Nessuno ha raccontato l’America come Bruce Springsteen, nelle sue canzoni c’è l’eco della memoria di Chuck Berry, la protesta dei testi di Woody Guthrie, il romanticismo di Roy Orbison. Influenze rielaborate con una sempre presente miscela di speranza e di gioia, con la certezza che i problemi e i disagi più insormontabili alla fine, troveranno soluzione.

Educato a considerare la storia americana dal punto di vista degli oppressi, Bruce riconosce il nesso esistente tra le fatiche e le lotte dei genitori e le dinamiche sociali di un paese incline a dimenticare i suoi cittadini più deboli. Lo ha fatto anche di recente, variando la scaletta del suo show a Broadway, per protestare contro la politica della amministrazione Trump di separare le famiglie alla frontiera con il Messico e chiudere i bambini nelle gabbie. «Per 146 spettacoli, ho suonato praticamente lo stesso set ogni sera. Stasera c’è bisogno di qualcosa di diverso», e ha fatto risuonare le note di The Ghost of Tom Joad, la canzone scritta nel 1995 ispirata a Furore di Steinbeck.

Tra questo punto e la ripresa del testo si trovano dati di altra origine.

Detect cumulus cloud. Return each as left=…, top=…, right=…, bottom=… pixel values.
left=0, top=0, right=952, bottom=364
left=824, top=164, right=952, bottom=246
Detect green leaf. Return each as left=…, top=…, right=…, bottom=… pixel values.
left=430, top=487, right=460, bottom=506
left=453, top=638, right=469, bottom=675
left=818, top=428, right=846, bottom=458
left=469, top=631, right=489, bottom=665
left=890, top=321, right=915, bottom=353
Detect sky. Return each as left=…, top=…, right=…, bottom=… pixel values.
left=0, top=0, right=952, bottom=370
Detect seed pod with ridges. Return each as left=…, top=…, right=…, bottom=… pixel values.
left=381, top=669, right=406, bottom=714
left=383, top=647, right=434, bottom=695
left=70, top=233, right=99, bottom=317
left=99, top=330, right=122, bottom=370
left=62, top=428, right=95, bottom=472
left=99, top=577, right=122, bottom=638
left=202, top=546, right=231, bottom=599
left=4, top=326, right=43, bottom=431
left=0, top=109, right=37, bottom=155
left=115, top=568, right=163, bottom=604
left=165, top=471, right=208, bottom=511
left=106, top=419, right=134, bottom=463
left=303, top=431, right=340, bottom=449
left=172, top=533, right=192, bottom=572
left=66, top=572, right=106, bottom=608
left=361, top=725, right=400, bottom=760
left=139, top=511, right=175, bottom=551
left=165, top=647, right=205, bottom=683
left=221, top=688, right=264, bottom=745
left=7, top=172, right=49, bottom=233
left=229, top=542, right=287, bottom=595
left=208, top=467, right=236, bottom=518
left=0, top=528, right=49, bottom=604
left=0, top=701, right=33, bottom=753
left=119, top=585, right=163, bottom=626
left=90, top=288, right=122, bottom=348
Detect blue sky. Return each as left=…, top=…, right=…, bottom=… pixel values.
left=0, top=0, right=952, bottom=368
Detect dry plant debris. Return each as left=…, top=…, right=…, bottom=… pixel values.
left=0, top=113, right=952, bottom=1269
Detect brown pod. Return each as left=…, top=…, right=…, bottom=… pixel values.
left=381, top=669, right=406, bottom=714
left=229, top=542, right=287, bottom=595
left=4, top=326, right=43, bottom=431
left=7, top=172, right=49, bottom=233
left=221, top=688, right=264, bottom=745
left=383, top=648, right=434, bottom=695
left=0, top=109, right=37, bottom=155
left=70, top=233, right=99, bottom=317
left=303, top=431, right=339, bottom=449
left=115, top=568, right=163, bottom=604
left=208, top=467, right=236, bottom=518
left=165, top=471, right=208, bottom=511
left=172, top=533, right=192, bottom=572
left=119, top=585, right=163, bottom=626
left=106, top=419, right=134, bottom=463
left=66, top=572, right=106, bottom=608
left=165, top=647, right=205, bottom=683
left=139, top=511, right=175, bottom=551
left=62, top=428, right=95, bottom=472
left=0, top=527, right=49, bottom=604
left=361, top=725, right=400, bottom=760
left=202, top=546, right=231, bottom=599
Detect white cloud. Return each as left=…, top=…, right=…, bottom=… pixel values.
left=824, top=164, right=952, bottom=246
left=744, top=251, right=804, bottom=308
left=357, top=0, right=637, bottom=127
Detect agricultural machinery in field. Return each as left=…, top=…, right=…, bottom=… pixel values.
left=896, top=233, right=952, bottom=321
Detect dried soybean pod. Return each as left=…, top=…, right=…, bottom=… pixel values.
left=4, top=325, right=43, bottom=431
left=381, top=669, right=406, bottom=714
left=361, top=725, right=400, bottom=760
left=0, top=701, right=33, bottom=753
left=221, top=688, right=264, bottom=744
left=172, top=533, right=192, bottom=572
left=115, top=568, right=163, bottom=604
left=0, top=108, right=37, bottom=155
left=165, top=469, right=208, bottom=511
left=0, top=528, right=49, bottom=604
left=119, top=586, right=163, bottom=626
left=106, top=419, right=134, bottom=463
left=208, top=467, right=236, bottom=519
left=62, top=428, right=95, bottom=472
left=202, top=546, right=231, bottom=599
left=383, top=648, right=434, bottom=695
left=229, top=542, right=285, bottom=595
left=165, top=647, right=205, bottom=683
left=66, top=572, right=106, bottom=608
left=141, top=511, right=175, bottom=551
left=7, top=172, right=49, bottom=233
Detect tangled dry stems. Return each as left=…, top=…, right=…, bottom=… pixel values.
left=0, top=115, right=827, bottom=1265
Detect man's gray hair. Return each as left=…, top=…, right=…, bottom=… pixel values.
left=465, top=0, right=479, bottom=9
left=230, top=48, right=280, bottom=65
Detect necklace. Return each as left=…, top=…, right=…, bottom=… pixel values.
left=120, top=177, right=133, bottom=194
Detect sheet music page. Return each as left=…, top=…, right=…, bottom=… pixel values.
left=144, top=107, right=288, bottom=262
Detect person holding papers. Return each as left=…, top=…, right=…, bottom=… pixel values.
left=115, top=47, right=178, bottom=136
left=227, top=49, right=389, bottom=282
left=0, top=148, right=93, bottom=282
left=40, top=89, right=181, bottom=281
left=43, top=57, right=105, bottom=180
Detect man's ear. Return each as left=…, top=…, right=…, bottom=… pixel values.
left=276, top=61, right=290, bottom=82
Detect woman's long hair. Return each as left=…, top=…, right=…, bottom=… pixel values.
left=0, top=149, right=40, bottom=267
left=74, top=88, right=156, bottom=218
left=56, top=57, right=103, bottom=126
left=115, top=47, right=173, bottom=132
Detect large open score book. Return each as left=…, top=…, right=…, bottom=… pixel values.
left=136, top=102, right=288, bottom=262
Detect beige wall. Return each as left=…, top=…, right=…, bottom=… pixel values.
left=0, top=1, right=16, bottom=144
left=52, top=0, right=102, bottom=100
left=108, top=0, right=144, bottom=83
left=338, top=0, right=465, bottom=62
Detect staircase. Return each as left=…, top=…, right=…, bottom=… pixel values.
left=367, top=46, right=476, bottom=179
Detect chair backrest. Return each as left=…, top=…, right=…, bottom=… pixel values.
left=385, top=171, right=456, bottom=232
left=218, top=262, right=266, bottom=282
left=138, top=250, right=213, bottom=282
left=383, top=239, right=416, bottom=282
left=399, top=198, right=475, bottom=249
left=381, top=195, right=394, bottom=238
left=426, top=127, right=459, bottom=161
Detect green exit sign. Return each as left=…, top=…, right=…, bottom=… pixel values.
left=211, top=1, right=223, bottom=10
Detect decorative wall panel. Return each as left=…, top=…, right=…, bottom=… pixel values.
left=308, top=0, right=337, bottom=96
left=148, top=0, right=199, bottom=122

CAMBIAMENTO e progresso sociale ma anche timori su orizzonti foschi pervadono le nuove storie del suo diciannovesimo disco in uscita il 14 giugno Western Stars (Columbia Records/Sony Music) che lo stesso autore definisce: «Un ritorno alle mie registrazioni da solista con le canzoni ispirate a dei personaggi e con arrangiamenti orchestrali cinematici».

Prodotto a quattro mani con Ron Aniello, registrato in buon parte nel suo studio casalingo in New Jersey con alcune parti realizzate in California e a New York, è un album fuori tempo e forse già un classico della sua discografia dove si ritrovano i temi cari a Springsteen: dal sentimento di isolamento e la speranza che non viene mai meno nonostante tutto, le autostrade e gli spazi deserti.

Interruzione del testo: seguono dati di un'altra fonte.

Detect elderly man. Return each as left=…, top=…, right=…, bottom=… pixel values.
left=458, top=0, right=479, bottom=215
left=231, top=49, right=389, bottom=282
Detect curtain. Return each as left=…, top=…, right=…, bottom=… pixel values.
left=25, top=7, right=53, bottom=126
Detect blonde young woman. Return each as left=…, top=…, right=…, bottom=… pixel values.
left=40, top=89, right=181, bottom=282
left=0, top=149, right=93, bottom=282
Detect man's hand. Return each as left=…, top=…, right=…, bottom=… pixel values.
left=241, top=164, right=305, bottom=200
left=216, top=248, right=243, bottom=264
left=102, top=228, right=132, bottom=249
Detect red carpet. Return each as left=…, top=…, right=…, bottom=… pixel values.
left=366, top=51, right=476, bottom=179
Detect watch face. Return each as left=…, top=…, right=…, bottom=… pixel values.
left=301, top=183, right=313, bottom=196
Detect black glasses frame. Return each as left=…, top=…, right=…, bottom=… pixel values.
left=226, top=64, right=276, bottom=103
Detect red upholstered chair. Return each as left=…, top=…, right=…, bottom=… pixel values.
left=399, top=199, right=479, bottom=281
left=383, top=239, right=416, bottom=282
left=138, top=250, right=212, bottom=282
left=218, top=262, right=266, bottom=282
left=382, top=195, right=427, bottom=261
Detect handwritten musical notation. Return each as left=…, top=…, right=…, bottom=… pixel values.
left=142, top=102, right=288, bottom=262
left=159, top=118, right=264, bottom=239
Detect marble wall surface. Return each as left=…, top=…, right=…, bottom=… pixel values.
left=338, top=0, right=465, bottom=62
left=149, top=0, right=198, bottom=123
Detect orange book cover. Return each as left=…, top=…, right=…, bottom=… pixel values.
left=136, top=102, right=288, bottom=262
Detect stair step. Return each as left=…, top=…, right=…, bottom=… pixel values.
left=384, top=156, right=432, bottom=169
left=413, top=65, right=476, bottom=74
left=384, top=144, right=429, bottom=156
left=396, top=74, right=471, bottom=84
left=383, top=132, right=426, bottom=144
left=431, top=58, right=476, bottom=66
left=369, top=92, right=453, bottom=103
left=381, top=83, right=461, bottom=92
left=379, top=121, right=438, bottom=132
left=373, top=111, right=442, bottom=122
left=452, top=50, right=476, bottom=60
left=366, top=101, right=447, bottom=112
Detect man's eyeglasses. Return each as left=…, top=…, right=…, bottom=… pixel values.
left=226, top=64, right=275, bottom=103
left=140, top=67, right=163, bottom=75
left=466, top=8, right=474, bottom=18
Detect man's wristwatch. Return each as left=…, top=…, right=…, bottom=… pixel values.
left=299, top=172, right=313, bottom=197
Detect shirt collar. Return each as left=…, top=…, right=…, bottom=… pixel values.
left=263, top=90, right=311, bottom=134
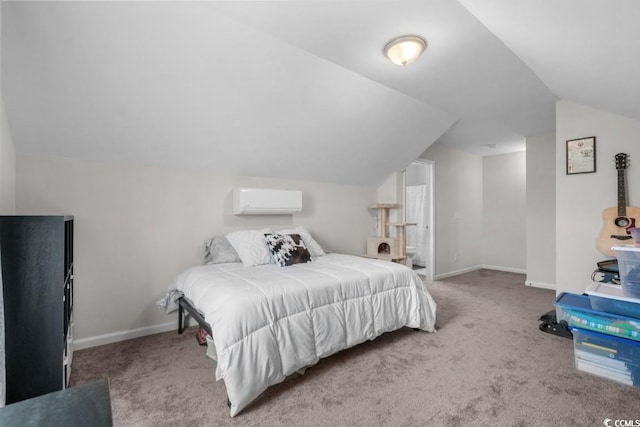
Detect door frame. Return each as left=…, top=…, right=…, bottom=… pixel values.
left=402, top=158, right=436, bottom=280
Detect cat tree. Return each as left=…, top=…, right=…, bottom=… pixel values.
left=365, top=203, right=416, bottom=264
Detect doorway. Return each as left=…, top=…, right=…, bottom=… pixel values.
left=403, top=159, right=434, bottom=280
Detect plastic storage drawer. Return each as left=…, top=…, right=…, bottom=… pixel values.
left=553, top=292, right=640, bottom=341
left=571, top=328, right=640, bottom=387
left=612, top=246, right=640, bottom=298
left=584, top=282, right=640, bottom=319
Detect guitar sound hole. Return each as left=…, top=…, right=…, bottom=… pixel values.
left=614, top=216, right=631, bottom=228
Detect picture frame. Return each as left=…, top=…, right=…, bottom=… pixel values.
left=567, top=136, right=596, bottom=175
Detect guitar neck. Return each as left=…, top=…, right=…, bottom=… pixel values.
left=618, top=169, right=627, bottom=216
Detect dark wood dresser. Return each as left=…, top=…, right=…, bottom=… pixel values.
left=0, top=216, right=73, bottom=404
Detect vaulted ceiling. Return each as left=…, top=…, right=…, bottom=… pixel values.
left=1, top=0, right=640, bottom=185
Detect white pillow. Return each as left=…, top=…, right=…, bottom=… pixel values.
left=276, top=226, right=326, bottom=258
left=226, top=228, right=273, bottom=267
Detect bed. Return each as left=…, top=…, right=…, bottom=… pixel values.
left=161, top=232, right=436, bottom=416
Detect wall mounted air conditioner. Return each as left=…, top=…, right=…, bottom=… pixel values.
left=233, top=188, right=302, bottom=215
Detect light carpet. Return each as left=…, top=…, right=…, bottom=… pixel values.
left=71, top=270, right=640, bottom=427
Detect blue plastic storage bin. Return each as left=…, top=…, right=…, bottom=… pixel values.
left=553, top=292, right=640, bottom=341
left=571, top=328, right=640, bottom=387
left=584, top=282, right=640, bottom=319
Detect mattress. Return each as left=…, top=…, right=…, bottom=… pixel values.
left=164, top=254, right=436, bottom=416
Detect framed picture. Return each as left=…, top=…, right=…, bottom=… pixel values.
left=567, top=136, right=596, bottom=175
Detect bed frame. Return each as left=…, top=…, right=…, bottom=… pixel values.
left=178, top=297, right=212, bottom=336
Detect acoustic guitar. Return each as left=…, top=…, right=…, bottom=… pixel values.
left=596, top=153, right=640, bottom=256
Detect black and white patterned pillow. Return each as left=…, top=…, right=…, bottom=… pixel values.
left=264, top=234, right=311, bottom=267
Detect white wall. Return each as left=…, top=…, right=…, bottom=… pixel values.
left=17, top=155, right=376, bottom=348
left=526, top=133, right=556, bottom=289
left=0, top=96, right=16, bottom=215
left=555, top=101, right=640, bottom=293
left=420, top=143, right=483, bottom=279
left=0, top=5, right=16, bottom=215
left=482, top=151, right=527, bottom=273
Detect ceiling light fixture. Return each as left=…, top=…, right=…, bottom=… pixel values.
left=384, top=36, right=427, bottom=66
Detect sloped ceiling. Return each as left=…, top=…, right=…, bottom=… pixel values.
left=2, top=0, right=640, bottom=185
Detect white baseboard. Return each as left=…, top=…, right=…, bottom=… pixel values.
left=524, top=280, right=556, bottom=291
left=434, top=264, right=528, bottom=282
left=434, top=265, right=483, bottom=280
left=73, top=320, right=178, bottom=351
left=482, top=264, right=527, bottom=274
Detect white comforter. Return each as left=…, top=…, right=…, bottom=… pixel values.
left=165, top=254, right=436, bottom=416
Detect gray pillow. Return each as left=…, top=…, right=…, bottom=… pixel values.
left=204, top=236, right=240, bottom=264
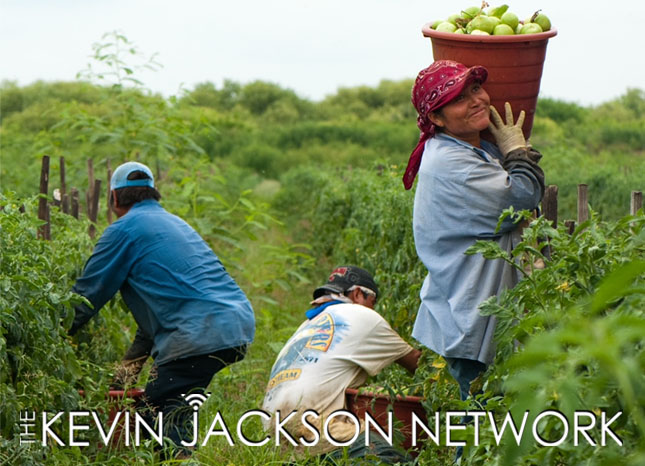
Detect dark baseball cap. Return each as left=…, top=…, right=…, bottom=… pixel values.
left=314, top=265, right=378, bottom=299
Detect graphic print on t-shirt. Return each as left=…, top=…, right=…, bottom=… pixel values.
left=268, top=312, right=347, bottom=390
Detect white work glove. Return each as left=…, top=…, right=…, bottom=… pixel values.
left=488, top=102, right=528, bottom=157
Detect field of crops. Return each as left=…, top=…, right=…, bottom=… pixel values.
left=0, top=34, right=645, bottom=465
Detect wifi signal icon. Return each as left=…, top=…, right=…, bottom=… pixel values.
left=181, top=393, right=211, bottom=411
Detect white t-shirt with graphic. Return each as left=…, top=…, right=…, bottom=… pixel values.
left=262, top=303, right=413, bottom=453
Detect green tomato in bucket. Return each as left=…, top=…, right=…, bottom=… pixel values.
left=493, top=24, right=515, bottom=36
left=435, top=21, right=457, bottom=32
left=501, top=11, right=520, bottom=30
left=533, top=13, right=551, bottom=31
left=520, top=23, right=542, bottom=34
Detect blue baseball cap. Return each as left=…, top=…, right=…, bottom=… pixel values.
left=110, top=162, right=155, bottom=189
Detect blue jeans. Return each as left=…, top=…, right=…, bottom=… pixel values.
left=444, top=356, right=486, bottom=461
left=444, top=356, right=486, bottom=401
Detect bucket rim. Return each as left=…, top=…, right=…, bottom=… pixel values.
left=421, top=23, right=558, bottom=44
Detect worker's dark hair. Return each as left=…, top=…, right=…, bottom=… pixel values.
left=110, top=171, right=161, bottom=208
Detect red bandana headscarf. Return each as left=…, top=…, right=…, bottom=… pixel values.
left=403, top=60, right=488, bottom=189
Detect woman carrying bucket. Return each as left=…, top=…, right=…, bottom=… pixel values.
left=403, top=60, right=544, bottom=400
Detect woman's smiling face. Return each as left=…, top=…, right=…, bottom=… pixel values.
left=430, top=81, right=490, bottom=146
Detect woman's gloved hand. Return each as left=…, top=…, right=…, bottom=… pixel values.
left=488, top=102, right=527, bottom=157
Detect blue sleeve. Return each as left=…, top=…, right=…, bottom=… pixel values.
left=69, top=225, right=134, bottom=335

È UN LAVORO dagli umori musicali ispirati al pop californiano del Sud tra la fine dei ’60 e i primi ’70. Una chitarra acustica in evidenza, voce dolente e piena, canta di libertà e amicizia l’autostoppista protagonista dell’introduttiva Hitch Hikin’: «Pollice fuori cercando un passaggio, le mappe non fanno per me amico. Seguo il tempo e il vento».

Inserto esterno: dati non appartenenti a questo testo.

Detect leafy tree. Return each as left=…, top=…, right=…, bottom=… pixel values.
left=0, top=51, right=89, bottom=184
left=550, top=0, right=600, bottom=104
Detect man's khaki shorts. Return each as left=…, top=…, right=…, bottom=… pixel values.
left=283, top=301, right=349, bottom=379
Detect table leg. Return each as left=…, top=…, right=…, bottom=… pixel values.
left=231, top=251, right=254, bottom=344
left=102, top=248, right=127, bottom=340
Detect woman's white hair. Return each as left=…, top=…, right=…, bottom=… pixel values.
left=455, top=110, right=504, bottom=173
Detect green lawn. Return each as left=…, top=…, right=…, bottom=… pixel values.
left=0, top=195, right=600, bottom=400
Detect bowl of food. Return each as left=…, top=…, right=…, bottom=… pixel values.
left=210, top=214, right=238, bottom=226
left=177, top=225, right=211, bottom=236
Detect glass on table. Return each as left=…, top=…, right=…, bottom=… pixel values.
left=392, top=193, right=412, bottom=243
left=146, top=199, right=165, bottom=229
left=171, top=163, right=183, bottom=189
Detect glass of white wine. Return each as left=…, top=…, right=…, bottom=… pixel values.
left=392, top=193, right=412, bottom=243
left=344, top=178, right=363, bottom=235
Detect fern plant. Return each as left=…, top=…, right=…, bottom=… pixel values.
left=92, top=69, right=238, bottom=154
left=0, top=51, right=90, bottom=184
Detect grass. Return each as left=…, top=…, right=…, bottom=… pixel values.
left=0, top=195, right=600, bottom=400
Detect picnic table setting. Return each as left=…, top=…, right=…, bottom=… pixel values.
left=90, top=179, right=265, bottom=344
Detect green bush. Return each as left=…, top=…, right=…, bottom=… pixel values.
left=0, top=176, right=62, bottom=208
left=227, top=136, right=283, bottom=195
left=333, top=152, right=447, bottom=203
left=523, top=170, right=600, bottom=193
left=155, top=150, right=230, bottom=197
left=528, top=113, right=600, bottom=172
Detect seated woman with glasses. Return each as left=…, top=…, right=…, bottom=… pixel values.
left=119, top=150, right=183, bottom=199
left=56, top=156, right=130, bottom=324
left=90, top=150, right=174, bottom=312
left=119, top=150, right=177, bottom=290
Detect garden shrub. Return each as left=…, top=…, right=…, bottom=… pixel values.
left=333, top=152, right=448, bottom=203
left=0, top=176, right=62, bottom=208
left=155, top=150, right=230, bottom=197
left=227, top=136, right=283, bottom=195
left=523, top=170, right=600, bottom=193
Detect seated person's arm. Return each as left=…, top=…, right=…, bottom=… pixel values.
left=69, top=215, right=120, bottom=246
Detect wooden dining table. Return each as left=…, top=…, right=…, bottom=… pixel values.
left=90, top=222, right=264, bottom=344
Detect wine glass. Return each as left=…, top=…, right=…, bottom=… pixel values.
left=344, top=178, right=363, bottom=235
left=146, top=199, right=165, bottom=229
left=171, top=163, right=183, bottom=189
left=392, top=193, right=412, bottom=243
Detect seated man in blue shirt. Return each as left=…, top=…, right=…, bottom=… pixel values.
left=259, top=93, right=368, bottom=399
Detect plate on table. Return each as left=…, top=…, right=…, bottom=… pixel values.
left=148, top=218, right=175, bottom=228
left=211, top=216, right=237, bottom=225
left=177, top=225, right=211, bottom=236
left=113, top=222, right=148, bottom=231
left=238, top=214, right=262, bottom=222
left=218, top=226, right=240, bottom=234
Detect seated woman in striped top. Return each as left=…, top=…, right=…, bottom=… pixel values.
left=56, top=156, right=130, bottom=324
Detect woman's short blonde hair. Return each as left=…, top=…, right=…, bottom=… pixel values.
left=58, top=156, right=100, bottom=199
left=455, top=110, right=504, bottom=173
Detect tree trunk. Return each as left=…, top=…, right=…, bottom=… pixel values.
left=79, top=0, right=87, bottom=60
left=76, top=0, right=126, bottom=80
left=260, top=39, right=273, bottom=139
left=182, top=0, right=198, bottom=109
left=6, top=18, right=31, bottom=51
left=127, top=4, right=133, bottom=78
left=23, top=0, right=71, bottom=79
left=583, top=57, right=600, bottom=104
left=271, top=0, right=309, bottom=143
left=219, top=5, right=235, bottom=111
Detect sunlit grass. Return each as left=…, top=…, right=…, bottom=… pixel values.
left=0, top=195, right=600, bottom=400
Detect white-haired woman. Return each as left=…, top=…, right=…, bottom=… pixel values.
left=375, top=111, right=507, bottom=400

C’è la voce di Patti Scialfa nei cori lontani di The Wayfarer, in un disco ricco di soluzioni orchestrali, fiati, pedal steel a cui hanno contribuito oltre una ventina di musicisti tra i quali Jon Brion e ospiti di lusso come David Sancious, Charlie Giordano e Soozie Tyrell.

VITE AI MARGINI e cuori solitari, come il viandante di The Wayfarer, che si sposta di città in città alla ricerca di «quiete e bellezza»: «Sono un viandante, baby. La stessa triste storia, l’amore e la gloria vanno e gli fanno strada, scivolano da una città all’altra per trovare pace».

Suoni lucidi, atmosfere cinematiche, ma con brani evocativi pronti per la gioia dei fan, come Sundown dalla melodia irresistibile e la conclusiva Moonlight Motel, dove approda l’amante abbandonato, una delle anime belle e perdute raccontate da Bruce in questo grande disco: «Ho tolto una bottiglia di whisky da un sacchetto di carta, un sorso per me e un altro pensando a te. E ancora un altro, giù al parcheggio del Moonlight Motel».